Продолжалось это и в мае, и окрепло тогда, настолько, что чувствовал я за плечами лёгкий шелест расправленных крыльев, когда, молодой, вдохновенный, ощущавший себя поэтом настоящим, жил я в Крыму, а потом, одинокий романтик, наслаждаясь полной свободой, изумляясь всему на свете, путешествовал, налегке, без излишних вещей, по крымским городам и посёлкам приморским, – и несколько позже, летом, когда у себя на родине твёрдо знал я, что всё, о чём в предыдущие годы мечтал я, всё, во что я столь искренне верил, всё к чему я стремился упрямо, выживая по-своему в скифской, грустноватой, степной провинции, всё моё – непременно сбудется, что вскоре стану я жить не где-нибудь, а в Москве, – и осенью, той, московской, о которой вам я рассказываю в этой книге, вразброс, урывками, в самых разных её частях, продолжалось, да и зимой, и весною, во времена смогистские, с бурей и натиском, по Гёте, или по Шиллеру, неважно, скорее по-нашему, по-русски, непредсказуемо, так, что поди гадай, чем это всё завершится, и завершится ли полностью когда-нибудь, и не станет ли бесконечностью, вечным движением ввысь и вглубь, нежданным кружением по столице, новым сражением, только с кем, и зачем, и когда, – и особенно сильно выплеснулось летом в раю, иль в аду, как Рембо когда-то сказал, и осенью шестьдесят пятого, судьбоносной, без иронии перестроечной, в самом деле необычайной, той, с которой милее свет стал негаданно, боль исчезла, и любовь наконец воскресла средь огнём опалённых лет, – и всё это стало книгами, с запозданием страшным изданными, в девяностых уже, и книги сами к людям пришли, точно так же, как намного раньше они приходили к людям в бесчисленных самиздатовских перепечатках, – и теперь я смотрю на книги, листаю порой страницы с такими знакомыми текстами, и вижу – истоки, апрель.
Конечно, как и у всякой истории есть предыстория, так и у этих истоков есть свои пред-истоки, так я выражусь нынче, надеясь, что меня хоть однажды поймут, и это – мои времена криворожские, времена всех тогдашних стихов, начиная с осени шестьдесят первого, и шестьдесят второй, весь, работа сплошная, и весь шестьдесят третий – годы поисков, ученичества, обретения речи своей, но об этом лучше – потом.

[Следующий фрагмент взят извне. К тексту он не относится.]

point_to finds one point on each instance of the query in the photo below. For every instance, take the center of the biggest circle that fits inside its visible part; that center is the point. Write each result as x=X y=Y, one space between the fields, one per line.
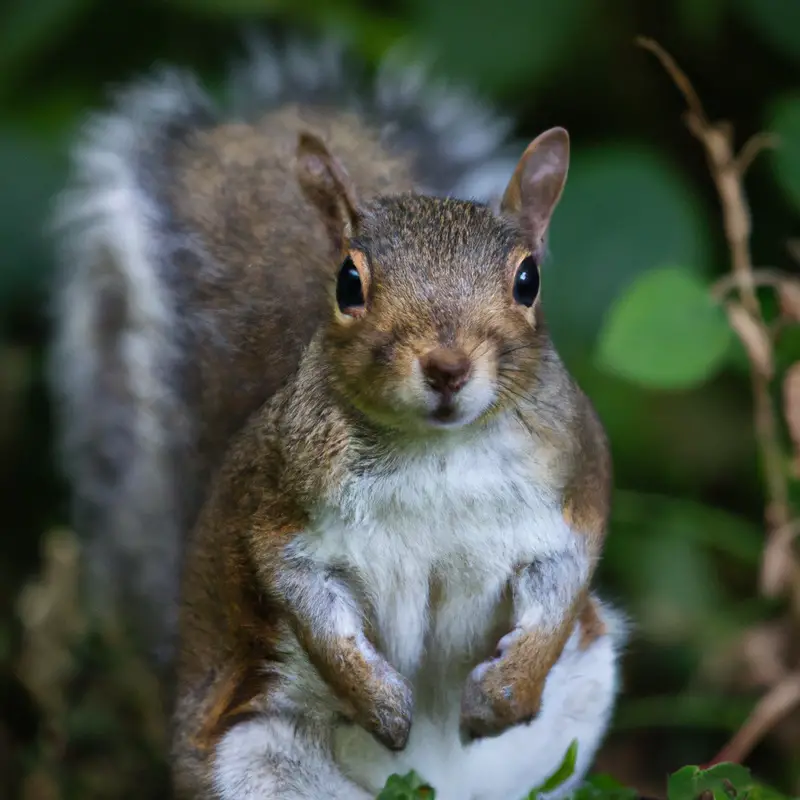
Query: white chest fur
x=435 y=537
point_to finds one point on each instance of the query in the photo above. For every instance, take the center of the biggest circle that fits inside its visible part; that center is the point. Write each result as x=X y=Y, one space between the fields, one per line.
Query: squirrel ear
x=536 y=185
x=327 y=186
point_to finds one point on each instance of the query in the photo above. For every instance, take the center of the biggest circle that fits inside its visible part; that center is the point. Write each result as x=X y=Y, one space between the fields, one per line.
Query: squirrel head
x=435 y=314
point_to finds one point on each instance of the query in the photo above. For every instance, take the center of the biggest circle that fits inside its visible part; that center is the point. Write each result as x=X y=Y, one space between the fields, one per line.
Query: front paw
x=389 y=715
x=502 y=692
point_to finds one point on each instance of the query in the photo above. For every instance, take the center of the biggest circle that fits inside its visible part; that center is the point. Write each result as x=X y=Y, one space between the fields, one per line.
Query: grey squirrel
x=296 y=369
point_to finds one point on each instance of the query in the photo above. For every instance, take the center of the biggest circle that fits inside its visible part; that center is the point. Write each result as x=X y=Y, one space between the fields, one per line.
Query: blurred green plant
x=686 y=554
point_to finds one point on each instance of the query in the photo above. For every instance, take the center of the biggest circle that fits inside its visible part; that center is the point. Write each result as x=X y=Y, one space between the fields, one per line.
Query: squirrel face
x=434 y=314
x=435 y=319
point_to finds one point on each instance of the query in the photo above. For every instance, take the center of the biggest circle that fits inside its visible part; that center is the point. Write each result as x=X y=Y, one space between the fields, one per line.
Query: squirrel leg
x=328 y=623
x=506 y=690
x=281 y=758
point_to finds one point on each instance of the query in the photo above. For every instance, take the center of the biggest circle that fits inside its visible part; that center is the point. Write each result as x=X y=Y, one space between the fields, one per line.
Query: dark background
x=78 y=714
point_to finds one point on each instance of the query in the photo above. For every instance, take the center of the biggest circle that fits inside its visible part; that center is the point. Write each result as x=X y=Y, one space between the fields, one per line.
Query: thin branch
x=726 y=170
x=773 y=707
x=677 y=74
x=751 y=149
x=761 y=277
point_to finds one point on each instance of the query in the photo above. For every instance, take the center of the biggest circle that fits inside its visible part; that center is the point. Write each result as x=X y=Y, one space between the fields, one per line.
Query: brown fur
x=273 y=209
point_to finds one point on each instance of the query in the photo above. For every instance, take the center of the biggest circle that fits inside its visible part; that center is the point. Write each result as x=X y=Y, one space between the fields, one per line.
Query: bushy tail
x=123 y=342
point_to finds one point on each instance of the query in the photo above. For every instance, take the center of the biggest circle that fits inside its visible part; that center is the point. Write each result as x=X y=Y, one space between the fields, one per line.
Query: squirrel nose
x=445 y=370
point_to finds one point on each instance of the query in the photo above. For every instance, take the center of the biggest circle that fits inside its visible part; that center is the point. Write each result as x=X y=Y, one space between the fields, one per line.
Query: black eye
x=349 y=292
x=526 y=282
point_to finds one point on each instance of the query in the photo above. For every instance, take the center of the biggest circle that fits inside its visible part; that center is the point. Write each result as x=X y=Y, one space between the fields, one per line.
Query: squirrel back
x=188 y=285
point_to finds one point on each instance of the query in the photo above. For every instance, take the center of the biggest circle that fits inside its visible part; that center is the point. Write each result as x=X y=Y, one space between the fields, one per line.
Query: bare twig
x=774 y=706
x=726 y=169
x=780 y=571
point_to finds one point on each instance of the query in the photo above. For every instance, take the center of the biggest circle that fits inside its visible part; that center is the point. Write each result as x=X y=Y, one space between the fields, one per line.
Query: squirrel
x=319 y=436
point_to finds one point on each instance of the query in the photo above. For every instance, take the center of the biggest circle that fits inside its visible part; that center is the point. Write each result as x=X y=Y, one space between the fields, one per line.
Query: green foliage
x=531 y=51
x=721 y=782
x=724 y=781
x=785 y=122
x=665 y=332
x=778 y=21
x=564 y=772
x=605 y=235
x=406 y=787
x=685 y=543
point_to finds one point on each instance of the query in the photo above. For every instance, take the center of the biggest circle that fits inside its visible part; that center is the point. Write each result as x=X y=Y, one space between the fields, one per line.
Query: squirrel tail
x=122 y=338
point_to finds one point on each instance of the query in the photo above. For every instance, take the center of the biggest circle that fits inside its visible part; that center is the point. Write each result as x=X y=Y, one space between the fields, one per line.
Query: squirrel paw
x=390 y=714
x=500 y=693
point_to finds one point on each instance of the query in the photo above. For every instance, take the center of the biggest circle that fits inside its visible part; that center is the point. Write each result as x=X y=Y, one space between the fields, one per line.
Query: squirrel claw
x=488 y=705
x=390 y=718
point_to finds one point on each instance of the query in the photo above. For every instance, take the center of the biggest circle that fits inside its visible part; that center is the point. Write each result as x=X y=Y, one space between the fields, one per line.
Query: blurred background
x=79 y=714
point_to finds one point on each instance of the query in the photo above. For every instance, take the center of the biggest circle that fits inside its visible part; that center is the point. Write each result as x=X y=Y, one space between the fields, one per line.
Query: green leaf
x=28 y=27
x=31 y=176
x=665 y=332
x=784 y=120
x=561 y=775
x=406 y=787
x=722 y=781
x=625 y=211
x=535 y=37
x=681 y=784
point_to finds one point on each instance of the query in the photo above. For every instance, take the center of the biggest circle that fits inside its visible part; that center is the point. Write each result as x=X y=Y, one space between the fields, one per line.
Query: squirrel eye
x=526 y=282
x=349 y=291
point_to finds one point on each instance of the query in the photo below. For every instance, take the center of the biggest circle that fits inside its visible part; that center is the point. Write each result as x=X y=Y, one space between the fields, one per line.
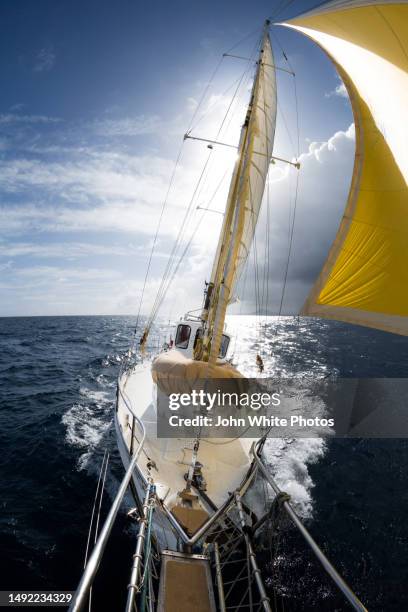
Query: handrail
x=334 y=575
x=94 y=560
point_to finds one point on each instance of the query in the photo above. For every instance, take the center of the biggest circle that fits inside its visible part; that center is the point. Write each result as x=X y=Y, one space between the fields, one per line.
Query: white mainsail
x=244 y=198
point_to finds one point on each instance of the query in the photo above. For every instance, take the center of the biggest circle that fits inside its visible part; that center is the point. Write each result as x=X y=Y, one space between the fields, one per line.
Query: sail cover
x=365 y=277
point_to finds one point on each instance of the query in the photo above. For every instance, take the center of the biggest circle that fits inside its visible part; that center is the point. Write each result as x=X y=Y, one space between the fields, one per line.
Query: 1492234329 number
x=35 y=598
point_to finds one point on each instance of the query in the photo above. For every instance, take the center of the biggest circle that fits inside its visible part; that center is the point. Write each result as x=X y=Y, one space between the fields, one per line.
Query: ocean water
x=58 y=377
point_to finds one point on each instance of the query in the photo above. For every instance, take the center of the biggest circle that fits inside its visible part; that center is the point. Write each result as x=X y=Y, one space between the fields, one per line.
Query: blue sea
x=58 y=377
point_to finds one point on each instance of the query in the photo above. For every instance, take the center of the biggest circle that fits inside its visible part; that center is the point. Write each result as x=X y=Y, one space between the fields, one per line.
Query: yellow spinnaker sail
x=365 y=277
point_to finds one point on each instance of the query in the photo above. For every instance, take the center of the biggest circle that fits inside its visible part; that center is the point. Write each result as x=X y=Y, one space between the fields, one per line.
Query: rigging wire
x=170 y=270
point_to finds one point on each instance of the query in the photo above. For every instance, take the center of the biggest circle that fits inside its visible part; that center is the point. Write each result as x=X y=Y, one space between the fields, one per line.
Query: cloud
x=340 y=90
x=127 y=126
x=324 y=181
x=44 y=60
x=13 y=118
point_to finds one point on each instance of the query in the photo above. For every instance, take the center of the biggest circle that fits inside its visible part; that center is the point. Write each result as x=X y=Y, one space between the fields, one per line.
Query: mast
x=254 y=153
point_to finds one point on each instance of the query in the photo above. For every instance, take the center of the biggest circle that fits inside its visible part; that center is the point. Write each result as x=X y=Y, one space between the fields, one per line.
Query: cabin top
x=188 y=331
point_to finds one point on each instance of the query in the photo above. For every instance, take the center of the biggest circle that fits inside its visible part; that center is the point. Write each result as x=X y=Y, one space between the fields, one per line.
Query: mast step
x=185 y=583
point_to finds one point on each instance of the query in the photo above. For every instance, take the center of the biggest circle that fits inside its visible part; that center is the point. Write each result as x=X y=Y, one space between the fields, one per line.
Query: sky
x=95 y=99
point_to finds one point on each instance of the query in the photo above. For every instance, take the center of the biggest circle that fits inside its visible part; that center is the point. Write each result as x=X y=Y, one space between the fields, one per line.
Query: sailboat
x=192 y=495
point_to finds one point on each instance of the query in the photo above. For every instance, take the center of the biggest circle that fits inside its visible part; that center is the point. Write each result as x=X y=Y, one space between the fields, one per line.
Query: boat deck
x=185 y=584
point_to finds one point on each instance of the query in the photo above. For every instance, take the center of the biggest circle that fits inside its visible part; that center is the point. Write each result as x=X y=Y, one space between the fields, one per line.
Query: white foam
x=289 y=460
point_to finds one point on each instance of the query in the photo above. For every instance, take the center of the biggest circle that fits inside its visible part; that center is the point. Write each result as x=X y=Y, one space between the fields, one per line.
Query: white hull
x=225 y=461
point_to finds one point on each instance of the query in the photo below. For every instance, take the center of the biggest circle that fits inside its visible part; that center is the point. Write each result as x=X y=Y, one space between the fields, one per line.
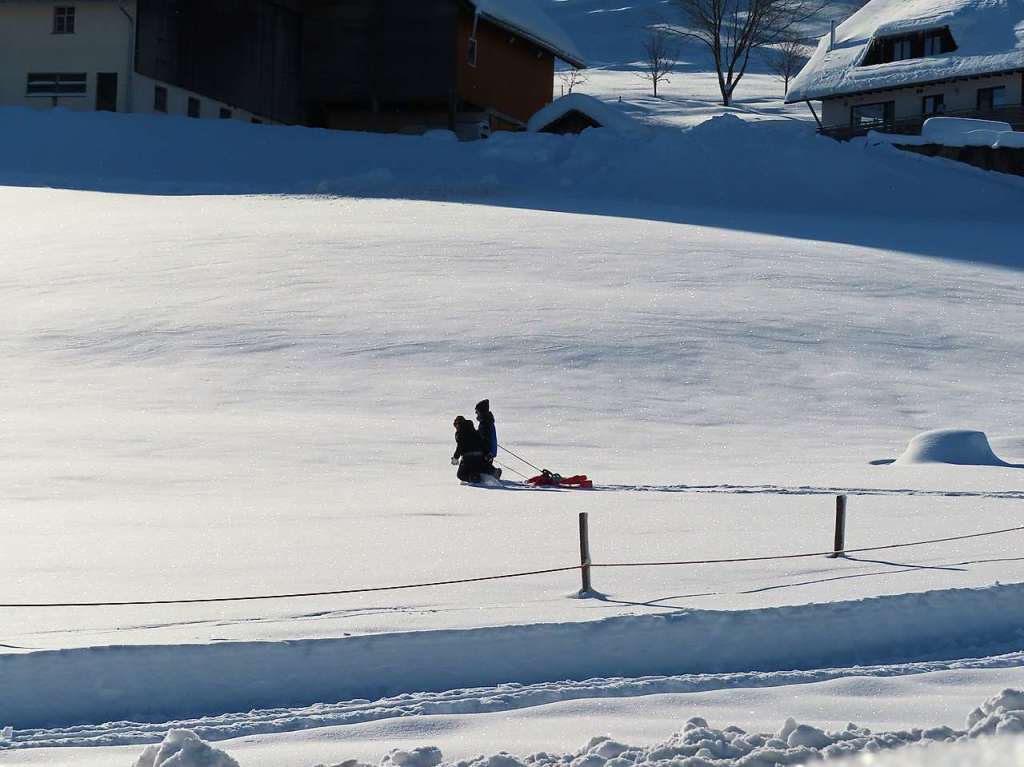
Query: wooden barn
x=393 y=66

Теперь мне куда важнее мой апрель, – и я вижу себя в нём, в самом начале месяца, и сам себе удивляюсь, и вере тогдашней своей в грядущее, и отваге молодой, и надежде твёрдой на самое лучшее в мире, и солнцу над головою, и звёздам, и радости творчества, и грёзам своим, и яви, и снам, и, конечно, любви.
Когда бы не свет и звук…
Пришли ко мне они вовремя!
И я ощутил разъятость времени, для которого нет невозможного в мире, и протяжённость пространства.
И стал – навсегда, полагаю, – отныне самим собою.
Весна разрасталась не только в природе, не только в творчестве, но и в душе моей.
Пела каждая клеточка всего моего существа.
Наш дом переполнен был музыкой, которую слышал я, как никто другой, днём и ночью, и записывал постоянно.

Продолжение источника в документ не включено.